Database connection and details

  1. Connect to the cloud.mongodb.com (arvnan52/hp..)
  2. The connection is enabled only from 2 IP's. a. My laptop b. The digitalocean server

mongo "mongodb+srv://dvafinalproject-anotq.mongodb.net/liztd" --username --password

3. Collections:

a. reddit_submissions
    db.reddit_submissions.createIndex({title: "text", selftext: "text", id: 1, created_utc: 1})
b. reddit_comments
    Indexes: db.reddit_comments.createIndex({parent_id: 'text', body: 'text', created_utc: 1, id: 1})
c. sentiments
This collection aggregates stock price with reddit sentiment analysis and final prediction

Digital Ocean droplet:

hostname: ubuntu-s-1vcpu-1gb-nyc1-01:



The following fuctionalities were hosted on one ubuntu server hosted by digitalocean.

Daily Load:

The python script under CODE/liztd_python_load is setup as a cronjob to be executed every night.

Reddit Stream:

This is handled by the python script inside CODE/liztd_python_stream folder. This script has an open connection to monitor reddit 'wallstreetbets' stream and upload them into the mongodb database.
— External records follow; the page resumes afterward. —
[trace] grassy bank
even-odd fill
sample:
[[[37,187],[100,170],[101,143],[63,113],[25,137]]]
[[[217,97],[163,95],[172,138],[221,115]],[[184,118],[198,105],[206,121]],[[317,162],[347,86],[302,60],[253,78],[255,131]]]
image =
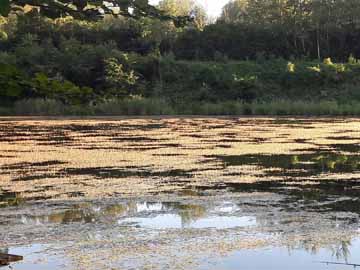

PM2 - PM2 is a process mangement tool which is setup to keep the jobs running the scheduled time for data collection.

Web Application:

    The python bottlepy based web server is hosted as an api to the database and the frontend. The project is present in CODE/liztd_python_api

    The UI is created using ReactjS, evergreen library for UI components and Recharts for charting components. The scripts neccessary to run the web ui are 
    present at CODE/liztd_ui/readme.md file.